Glasgow firm goes back to school on Highland project

Wick 1

GLASGOW-based roofing and cladding firm Curtis Moore is putting the finishing touches on its furthest north project to date – the Wick Community Campus in the Highlands.

The £48.5 million project, which will amalgamate Wick High School, South Primary and Pultneytown Academy Primary School, is being delivered by hub North Scotland, which was appointed as development partner by the Highland Council. Morrison Construction is acting as main contractor and Ryder Architects as architect. The project is due to be handed over this month.

Wick Community Campus will consist of two senior school teaching wings with a separate primary school with facilities including a swimming pool, fitness suite, library and three sports pitches.

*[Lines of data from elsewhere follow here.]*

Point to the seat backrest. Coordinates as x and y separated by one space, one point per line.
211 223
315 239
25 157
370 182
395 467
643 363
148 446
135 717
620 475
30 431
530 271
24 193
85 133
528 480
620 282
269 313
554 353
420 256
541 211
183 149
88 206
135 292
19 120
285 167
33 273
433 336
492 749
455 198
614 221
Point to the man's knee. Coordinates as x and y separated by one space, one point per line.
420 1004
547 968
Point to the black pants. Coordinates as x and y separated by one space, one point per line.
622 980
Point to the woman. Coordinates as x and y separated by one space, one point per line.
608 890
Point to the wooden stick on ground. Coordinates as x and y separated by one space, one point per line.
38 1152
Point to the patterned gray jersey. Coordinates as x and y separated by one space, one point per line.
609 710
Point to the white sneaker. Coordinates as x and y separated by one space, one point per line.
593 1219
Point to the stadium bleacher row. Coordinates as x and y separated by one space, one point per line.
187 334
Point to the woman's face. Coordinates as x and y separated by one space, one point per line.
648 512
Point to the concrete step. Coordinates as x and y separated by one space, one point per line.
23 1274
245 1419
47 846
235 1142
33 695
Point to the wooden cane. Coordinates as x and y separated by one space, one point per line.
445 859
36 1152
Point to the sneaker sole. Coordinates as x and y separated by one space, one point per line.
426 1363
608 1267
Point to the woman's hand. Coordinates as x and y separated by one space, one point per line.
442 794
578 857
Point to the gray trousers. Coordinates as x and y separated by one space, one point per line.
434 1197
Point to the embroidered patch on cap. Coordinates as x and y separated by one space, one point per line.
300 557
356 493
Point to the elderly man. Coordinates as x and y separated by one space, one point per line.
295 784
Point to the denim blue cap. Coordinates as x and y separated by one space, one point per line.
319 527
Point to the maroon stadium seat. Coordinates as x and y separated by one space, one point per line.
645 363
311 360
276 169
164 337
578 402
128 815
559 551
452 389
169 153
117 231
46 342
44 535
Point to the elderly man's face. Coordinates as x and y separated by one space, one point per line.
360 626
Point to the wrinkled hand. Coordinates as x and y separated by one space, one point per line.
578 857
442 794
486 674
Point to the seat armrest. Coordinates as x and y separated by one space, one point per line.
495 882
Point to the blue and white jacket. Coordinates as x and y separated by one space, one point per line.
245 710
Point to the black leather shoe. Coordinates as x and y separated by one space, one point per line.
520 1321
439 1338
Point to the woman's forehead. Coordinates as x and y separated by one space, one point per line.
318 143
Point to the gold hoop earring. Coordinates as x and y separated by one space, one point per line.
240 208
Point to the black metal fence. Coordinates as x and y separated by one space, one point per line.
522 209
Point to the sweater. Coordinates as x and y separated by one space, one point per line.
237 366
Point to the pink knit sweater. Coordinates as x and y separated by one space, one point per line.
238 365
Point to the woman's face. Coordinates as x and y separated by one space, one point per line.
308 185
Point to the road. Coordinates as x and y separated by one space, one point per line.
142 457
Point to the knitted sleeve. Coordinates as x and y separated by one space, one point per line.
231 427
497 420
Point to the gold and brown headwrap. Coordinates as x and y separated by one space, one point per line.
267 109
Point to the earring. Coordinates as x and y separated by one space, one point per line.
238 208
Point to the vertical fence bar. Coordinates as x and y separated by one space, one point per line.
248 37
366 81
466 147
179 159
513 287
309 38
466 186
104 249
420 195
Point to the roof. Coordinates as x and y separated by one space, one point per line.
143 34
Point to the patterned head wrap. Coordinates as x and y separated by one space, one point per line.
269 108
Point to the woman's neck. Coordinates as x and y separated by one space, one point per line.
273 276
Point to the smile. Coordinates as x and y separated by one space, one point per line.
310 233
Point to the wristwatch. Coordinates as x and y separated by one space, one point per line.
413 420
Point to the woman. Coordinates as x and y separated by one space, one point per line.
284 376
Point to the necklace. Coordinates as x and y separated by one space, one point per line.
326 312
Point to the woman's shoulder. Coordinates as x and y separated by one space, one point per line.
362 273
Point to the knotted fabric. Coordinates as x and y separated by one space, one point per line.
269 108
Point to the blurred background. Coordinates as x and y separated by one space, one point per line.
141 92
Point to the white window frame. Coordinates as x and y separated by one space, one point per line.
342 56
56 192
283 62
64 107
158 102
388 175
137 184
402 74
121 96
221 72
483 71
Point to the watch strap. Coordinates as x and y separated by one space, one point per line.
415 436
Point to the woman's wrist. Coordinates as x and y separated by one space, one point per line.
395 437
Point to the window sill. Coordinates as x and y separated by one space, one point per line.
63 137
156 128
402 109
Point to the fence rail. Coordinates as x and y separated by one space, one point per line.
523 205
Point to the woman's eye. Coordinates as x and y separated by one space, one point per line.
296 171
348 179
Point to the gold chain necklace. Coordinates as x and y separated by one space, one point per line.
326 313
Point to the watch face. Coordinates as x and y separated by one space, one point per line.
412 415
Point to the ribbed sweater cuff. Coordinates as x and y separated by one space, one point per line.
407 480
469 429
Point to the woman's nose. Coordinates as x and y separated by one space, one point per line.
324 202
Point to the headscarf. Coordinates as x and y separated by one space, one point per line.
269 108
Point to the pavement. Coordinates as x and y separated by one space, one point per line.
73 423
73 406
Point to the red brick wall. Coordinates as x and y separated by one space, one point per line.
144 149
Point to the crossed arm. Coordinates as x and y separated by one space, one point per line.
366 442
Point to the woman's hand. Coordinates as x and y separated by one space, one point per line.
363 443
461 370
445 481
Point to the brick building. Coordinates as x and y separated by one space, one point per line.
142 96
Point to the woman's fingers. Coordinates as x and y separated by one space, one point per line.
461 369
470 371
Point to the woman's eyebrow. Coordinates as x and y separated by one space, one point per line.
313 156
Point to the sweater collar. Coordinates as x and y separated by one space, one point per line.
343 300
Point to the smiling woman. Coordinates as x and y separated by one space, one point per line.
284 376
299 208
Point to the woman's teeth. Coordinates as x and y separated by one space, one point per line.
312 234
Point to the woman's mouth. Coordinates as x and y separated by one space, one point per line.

“It is effectively finished; our involvement is complete bar a few variations pending,” project designer, Stuart Milne, told Project Scotland.

Curtis Moore commenced roofing works on the project in summer 2015 with the cladding works following after. Valued at £2.45 million, the works required 8,000m2 of Kalzip 400 standing seam roofing, which is rolled on-site from a coil of sheet metal, minimising road freight and allowing full-length sheets with no overlapping. Over 1,000m2 of Icopal ballasted inverted flat roofing was used, over 1,000m2 of Rodeca translucent polycarbonate cladding, anodised aluminium cassette rainscreen cladding and Equitone fibre cement rainscreen cladding. The site’s swimming pool required the use of perforated aluminium roof liners to provide acoustic performance and resistance to corrosion.

The firm’s furthest venture north did, however, create some logistical issues. Stuart Milne said, “The weather conditions in that part of the world can be quite inclement, particularly in the winter so that’s an obvious challenge and the logistical problems of getting particularly the Rodeca materials, which come from Germany.”

Stuart explained that the Rodeca materials were delivered in bulk from Germany via road and a private freight route.

Stuart said that Curtis Moore would consider its “reach” as “the whole of the British Isles because, in terms of the logistics of us based in Glasgow, Wick is no different from south of England”.

Curtis Moore also worked on the new Noss Primary School in Wick and recently won the contract to work on the new £8.2 million Tarbolton Community Campus in Ayrshire.